Every little thing you discovered about causal inference in academia is true. It’s additionally not sufficient, and most of us doing utilized causal inference expertise it.
, what’s totally different is the gravity of the selections that lean on the evaluation: not each resolution deserves the identical stage of proof. Match your rigour and causal inference to the gravity of the choice, or waste assets.
Take product discovery. Earlier than constructing and transport, many assumptions want validation at a number of steps. Aiming to nail every reply with excellent causal inference; for what? Shifting up one sq. on a board of many related, even obligatory, however on their very own inadequate selections.
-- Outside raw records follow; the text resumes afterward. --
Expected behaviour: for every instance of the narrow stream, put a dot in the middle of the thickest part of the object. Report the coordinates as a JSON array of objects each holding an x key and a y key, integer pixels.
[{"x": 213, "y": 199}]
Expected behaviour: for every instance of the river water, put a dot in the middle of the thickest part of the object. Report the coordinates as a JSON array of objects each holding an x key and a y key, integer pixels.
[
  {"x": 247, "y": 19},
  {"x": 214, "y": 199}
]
The chance is already unfold, hedged, over many choices, due to a course of that values incremental proof, studying and iterations.
Concurrently, causal inference comes with materials alternative price: the rigour requires delays time-to-impact, whereas there might have been a mission ready for you the place this rigour was really wanted to enhance the choice high quality (scale back danger, enhance accuracy and reliability)
Last vs. constructive selections is my go-to framing to make this concept easy:
- Constructive selections transfer you ahead in a course of. “Ought to we discover this function additional?”, “Is that this person downside value investigating?” Getting it fallacious prices you a dash, perhaps two, whereas getting it proper doesn’t change the corporate, but.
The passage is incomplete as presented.